The kid makes change and hands it back to him.

He drops all of the change into the tip jar—it’s a fishbowl, of course—and the kid’s eyes go as round as the mom’s eyes did this morning.

And then he looks down at Oliver’s shirt, where I forgot to make sure he took the tag off, as someone shrieks behind us. “That’s the sign! Oh my god! The stripper’s here!”

I choke on a gasp.

I’m up for a lot, but— “A stripper? At a kid’s birthday party?” I say to the teenager behind the counter.

He squints at me, then at the tip jar, then back to me. “So you’re like…playing that you don’t know?”

I give him the double eyeballs of know what?

He glances at Oliver, then back to me. “Dude.
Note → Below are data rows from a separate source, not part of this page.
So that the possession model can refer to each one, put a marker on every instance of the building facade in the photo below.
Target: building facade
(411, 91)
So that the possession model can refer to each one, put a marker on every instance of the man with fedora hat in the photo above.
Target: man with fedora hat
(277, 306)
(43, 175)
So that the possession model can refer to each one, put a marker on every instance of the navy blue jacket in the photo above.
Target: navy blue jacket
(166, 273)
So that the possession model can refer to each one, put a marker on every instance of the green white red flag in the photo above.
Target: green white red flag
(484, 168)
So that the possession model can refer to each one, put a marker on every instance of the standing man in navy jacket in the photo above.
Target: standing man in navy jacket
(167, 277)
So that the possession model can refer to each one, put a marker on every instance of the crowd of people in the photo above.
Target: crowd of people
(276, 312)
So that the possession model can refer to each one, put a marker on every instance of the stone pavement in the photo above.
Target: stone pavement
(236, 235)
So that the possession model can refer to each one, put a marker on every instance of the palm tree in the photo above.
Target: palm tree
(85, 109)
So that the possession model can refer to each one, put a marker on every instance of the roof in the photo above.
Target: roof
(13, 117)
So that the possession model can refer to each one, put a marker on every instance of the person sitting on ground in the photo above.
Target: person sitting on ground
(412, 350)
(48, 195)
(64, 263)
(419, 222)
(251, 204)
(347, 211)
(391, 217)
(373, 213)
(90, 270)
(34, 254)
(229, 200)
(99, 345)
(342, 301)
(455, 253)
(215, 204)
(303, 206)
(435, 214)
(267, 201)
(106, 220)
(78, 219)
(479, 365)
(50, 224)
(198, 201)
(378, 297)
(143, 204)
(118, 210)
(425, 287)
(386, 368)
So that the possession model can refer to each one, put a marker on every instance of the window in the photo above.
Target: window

That’s game to bring a girl to your show.”

“What show?” Oliver asks the kid.

He smirks. “Okay, yeah, I’ll play like you don’t know what’s up. They’re senior citizens, and they gave us a thousand bucks to not let anyone under twenty in the door. If you’re planning on shaking them down for more, can I get a cut?”

“I thought he was supposed to be in a medieval knight costume,” a woman says, much closer now.

“I thought he was supposed to be Sir Pollock.”

“Maybe he’s the handler.”

“I hope not. Look at that ass. I like looking at ass.”